(DRAWSKO POM. - GMINA. ) Ludzie skarżą się, bo jeżdżą do Czaplinka do pracy. Teraz ranki są chłodne. Pytają, dlaczego nie ma szyb.
Zniszczone przystanki autobusowe to zmora mieszkańców gminy korzystających z komunikacji PKS. O ile w okresie letnim zniszczenia przystanków nie były zbyt kłopotliwe, o tyle obecna aura mocno daje się we znaki oczekującym podróżnym. Czy jednak gmina zdecyduje się na naprawę zniszczonych przystanków?
Tę kwestię podczas sesji poruszyli sołtysi Mariusz Rufkiewicz sołtys Jankowa oraz Józef Więckowski sołtys Suliszewa. Prośby sołtysów o naprawy przystanków pojawiły się już po raz kolejny. Opór w kwestii napraw ze strony magistratu wynika z notorycznych aktów wandalizmu przystanków. W pewnym momencie powiedziano dość. Skoro przystanki są niszczone, nie będą naprawiane. O ile w okresie letnim, gdy było ciepło sołtysi zgadzali się z decyzją magistratu, o tyle w okresie jesiennych chłodów oraz zbliżającej się zimy prośby o naprawę nabrały na sile, aczkolwiek sołtysi poszli na pewne ustępstwa.
- Komisja była w Jankowie, pokazałem ten przystanek, jest najstarszym. Myślę, że na dzisiaj przystanki nie powinny być takimi gablotami, w których młodzież robi, co chce. Uważam, że wystarczy dach i siedzenia bez ścianek bocznych. Osoby idące na przystanek nie idą siedzieć tam na godzinę, tylko na kilka minut. Poczekają, przyjedzie autobus i sprawę mamy załatwioną. A sprawa wygląda, jak wygląda. Jest cieplutko, w koło dmucha, a młodzież robi, co chce i nie ma na to siły. Zwracam się z prośbą o wymianę tego przystanku bądź jego wyremontowanie - apelował sołtys Jankowa.

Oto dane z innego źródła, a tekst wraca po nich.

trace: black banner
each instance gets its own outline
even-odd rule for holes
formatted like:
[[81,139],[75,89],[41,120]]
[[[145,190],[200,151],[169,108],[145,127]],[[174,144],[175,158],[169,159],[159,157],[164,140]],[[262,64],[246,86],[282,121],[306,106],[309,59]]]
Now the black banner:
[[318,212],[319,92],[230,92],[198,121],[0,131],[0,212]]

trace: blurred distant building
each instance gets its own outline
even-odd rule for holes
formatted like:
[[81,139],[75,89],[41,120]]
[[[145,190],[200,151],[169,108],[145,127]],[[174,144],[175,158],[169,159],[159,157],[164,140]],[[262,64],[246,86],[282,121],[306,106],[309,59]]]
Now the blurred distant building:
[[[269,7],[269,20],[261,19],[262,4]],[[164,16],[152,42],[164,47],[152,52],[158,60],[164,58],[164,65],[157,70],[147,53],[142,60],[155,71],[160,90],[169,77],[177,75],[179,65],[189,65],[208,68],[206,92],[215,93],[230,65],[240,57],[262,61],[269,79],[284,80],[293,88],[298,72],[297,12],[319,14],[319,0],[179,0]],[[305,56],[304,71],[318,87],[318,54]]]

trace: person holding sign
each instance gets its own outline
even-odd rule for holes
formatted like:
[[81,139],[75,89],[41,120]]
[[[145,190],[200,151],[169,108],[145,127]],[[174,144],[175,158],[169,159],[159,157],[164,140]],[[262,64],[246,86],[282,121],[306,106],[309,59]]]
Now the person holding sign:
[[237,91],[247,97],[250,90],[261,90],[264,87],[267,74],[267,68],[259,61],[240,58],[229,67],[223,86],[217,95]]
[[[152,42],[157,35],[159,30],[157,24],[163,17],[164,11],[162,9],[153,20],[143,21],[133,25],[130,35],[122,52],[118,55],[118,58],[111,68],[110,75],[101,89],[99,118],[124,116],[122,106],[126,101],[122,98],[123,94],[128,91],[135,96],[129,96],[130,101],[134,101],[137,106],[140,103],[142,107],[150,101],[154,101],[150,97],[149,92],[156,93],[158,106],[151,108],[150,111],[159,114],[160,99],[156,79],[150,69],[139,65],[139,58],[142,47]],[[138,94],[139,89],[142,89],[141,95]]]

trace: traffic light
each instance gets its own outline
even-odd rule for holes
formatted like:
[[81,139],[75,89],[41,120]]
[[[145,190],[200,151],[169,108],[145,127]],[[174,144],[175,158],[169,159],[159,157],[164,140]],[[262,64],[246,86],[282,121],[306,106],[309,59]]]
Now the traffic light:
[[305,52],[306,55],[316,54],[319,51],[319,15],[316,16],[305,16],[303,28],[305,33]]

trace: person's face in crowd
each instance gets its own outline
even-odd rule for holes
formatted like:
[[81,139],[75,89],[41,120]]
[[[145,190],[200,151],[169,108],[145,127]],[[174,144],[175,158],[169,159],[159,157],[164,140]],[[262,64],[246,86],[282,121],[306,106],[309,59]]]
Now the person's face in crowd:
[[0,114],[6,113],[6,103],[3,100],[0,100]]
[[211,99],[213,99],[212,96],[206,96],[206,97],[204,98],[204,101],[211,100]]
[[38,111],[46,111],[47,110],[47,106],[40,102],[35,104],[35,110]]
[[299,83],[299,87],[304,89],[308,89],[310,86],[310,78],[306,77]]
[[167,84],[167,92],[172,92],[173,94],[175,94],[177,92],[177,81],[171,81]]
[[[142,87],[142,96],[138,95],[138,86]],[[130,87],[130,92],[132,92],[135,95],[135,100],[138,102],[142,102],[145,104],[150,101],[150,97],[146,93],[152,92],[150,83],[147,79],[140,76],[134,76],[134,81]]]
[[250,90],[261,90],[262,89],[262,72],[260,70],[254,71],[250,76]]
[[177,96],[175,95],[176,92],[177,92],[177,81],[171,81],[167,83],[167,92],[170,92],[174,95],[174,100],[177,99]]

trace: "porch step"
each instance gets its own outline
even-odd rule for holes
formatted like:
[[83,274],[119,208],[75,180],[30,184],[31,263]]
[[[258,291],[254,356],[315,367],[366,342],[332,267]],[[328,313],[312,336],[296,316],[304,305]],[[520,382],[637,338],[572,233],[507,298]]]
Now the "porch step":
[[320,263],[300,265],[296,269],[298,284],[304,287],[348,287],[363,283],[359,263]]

Krzysztof Więckowski sołtys Suliszewa przypomniał, że już w kwietniu składał interpelację, iż zostały wybite szyby. Wówczas decyzja magistratu była taka, aby nie naprawiać.
- Popieram panie burmistrzu, decyzja była słuszna, bo wreszcie się nauczyli, bo teraz nie ma huligaństwa, bo szyb nie ma. Jednak ludzie skarżą się, bo jeżdżą do Czaplinka do pracy. Teraz ranki są chłodne. Pytają, dlaczego nie ma szyb. Wieś już dosyć dostała przez te pół roku. To było lato, ale teraz panie burmistrzu warto byłoby zastanowić się, czy przystanek obić czymś, bo jest chłodno – dodał sołtys Suliszewa.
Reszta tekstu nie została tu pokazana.